QuoteHere's where I got my uncut (except that biker! ) copy of NIGHT OF THE DEMON:

I was a bit unclear with that, I actually meant 'uncut' in a different way.  :drink:

For clarification sake: the copy of NIGHT OF THE DEMON I got from Shocking Videos! does include the biker scene in all it's tellywacker-rippin' glory.  :teddyr:
If you're an Andy Milligan fan there's no hope for you.

Trevor

 :buggedout: This is a strange film.........................

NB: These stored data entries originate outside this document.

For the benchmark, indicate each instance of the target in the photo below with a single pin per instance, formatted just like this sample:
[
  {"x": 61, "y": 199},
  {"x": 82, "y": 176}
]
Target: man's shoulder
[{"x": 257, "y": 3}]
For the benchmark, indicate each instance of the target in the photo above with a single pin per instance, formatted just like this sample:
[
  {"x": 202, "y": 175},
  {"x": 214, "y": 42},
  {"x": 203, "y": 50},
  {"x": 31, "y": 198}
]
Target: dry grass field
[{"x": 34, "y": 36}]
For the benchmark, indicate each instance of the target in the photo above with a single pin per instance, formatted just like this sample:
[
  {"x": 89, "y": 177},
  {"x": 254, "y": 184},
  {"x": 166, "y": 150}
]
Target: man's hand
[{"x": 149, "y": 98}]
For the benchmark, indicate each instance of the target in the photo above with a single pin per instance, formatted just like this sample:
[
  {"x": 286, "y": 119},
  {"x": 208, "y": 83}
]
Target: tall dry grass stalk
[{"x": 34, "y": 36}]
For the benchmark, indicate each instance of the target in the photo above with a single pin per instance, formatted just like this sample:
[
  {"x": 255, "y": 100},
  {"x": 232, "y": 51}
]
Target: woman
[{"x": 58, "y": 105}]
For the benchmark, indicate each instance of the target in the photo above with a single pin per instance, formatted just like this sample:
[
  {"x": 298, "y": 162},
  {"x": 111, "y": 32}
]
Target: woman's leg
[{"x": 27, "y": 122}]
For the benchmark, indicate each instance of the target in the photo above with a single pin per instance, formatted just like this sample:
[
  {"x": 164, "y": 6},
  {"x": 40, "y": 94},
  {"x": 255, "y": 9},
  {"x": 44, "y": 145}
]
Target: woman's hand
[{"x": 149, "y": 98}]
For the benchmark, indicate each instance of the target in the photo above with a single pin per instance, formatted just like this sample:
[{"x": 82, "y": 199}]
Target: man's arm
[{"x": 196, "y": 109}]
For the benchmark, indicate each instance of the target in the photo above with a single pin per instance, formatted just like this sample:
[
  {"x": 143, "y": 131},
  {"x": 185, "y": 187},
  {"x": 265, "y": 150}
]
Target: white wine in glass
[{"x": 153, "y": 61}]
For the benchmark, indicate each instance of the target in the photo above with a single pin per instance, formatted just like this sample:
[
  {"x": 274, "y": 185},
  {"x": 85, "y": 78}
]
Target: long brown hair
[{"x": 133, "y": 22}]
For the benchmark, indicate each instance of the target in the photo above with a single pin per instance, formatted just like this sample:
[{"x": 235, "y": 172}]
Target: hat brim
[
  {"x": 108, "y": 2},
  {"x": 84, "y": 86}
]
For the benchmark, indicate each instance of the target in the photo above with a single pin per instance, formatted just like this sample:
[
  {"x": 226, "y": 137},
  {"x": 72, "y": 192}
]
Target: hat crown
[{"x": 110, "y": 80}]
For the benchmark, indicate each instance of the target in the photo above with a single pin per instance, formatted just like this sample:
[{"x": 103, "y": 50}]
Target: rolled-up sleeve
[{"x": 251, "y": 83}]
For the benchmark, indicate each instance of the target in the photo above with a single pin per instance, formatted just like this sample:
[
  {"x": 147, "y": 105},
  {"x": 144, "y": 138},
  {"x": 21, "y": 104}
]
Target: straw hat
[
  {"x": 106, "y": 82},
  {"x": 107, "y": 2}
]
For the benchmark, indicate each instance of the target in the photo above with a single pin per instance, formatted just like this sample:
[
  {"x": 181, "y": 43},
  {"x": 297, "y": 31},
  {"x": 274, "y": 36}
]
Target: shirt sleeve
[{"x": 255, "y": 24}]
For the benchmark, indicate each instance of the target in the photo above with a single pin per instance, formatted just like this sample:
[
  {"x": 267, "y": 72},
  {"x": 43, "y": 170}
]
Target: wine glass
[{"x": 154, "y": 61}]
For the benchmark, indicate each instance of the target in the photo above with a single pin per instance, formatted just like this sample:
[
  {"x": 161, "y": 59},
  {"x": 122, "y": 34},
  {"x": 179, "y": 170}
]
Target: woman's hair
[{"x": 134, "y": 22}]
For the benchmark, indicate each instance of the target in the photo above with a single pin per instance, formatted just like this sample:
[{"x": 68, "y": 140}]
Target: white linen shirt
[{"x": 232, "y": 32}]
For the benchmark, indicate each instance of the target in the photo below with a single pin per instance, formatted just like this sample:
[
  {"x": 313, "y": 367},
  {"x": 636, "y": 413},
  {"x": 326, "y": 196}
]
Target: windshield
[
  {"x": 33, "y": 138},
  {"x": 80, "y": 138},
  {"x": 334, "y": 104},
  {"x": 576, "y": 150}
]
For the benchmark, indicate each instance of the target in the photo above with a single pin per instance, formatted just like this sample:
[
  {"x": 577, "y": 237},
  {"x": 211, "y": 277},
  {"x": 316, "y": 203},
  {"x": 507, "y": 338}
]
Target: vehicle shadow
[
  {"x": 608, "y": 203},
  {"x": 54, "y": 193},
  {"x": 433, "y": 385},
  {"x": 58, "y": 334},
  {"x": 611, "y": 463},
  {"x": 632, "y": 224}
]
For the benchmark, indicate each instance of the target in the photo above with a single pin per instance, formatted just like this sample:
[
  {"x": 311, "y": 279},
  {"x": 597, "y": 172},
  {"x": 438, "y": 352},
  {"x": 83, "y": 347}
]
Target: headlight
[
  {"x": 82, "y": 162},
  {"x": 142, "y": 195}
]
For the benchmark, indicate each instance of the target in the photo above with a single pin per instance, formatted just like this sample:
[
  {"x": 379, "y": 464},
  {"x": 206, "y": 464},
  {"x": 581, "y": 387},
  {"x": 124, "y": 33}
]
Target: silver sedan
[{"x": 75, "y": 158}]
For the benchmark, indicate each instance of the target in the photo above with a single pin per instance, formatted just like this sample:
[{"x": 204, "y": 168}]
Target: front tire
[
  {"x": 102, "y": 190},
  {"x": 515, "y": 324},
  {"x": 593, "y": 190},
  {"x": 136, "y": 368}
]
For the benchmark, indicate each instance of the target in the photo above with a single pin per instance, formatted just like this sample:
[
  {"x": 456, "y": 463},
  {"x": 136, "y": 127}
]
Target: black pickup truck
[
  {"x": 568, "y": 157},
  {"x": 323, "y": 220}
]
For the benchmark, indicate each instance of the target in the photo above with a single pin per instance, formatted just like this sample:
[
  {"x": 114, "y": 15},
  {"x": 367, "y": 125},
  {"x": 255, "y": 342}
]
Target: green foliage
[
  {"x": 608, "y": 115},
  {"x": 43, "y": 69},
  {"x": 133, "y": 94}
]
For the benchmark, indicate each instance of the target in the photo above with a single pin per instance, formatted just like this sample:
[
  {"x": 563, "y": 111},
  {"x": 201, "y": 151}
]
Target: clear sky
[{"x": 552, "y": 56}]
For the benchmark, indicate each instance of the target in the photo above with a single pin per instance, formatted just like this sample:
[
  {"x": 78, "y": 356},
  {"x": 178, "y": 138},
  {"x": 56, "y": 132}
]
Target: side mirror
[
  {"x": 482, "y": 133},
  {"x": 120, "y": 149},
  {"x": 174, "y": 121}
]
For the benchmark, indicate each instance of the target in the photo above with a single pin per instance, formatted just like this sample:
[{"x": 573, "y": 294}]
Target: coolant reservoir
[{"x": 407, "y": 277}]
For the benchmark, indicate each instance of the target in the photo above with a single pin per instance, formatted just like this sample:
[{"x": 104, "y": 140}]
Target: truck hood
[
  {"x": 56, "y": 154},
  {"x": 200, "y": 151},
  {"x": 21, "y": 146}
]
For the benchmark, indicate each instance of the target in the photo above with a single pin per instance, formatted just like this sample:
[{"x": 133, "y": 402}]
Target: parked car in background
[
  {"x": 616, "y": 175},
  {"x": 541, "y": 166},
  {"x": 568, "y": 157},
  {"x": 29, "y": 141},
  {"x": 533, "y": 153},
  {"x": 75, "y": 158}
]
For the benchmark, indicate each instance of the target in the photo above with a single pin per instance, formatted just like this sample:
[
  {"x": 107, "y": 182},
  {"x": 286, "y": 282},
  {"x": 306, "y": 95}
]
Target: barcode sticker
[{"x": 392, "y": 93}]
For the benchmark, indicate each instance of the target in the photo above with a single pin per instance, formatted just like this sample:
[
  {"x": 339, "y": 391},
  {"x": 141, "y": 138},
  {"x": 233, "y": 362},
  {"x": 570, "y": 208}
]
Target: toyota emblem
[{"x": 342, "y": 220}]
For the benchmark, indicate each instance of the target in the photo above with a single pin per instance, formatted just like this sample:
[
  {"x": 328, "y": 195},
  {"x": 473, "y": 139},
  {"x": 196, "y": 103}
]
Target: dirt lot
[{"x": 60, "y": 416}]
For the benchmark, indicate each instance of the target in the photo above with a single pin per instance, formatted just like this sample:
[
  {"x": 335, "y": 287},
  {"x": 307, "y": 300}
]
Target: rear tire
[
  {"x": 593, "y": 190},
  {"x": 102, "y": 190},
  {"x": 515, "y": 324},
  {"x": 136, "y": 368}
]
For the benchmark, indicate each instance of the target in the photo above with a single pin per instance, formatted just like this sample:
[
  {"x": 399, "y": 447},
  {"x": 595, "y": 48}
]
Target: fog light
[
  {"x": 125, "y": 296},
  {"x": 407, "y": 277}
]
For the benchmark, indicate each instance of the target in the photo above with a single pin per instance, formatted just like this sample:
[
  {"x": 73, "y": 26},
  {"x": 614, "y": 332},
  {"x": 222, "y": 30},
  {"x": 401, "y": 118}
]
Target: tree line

The only real cult South African film in my opinion is an eerie (and sometimes very funny) item entitled Jannie Totsiens (Johnny Farewell) which was released in 1970. People back then didn't quite know what to make of it, really, all that mattered was that this film was really quite different to anything they had ever seen before. A catatonic, mother-fixated mathematics professor is sent for observation to a really weird asylum which seems to be an old house. There he runs into members of my family  :bouncegiggle: all with their own problems:

Magda: a jilted bride whose wedding portrait has her holding the hand of someone minus a face;

Koos: an ex soldier who has delusions of grandeur and "friends in the Government";

The Judge: he went mad after his daughter's killer was freed;

Linda: a neurotic killer with parents who continually tell her that she is shaming God: she also has a wonderful habit of carving people up who try to get it on with her;

Liz: a nymphomaniac who constantly writes unsent letters to her dead daughter;

Beppie: a nurse who always is away partying when her patients need her most;

The Director: the guy who runs the asylum: he is almost as bonkers as his patients and has a substance abuse problem;

James: the cook and waiter who endures all the racial abuse he can stand

Frans: the disabled (but 100% sane!) artist whose family put him away because they were ashamed of him

Jannie: the catatonic whose life is changed when the inmates accept him and then try something else with him at the film's conclusion.

Genuinely different, irreverent and shocking ~ a marvelous film indeed.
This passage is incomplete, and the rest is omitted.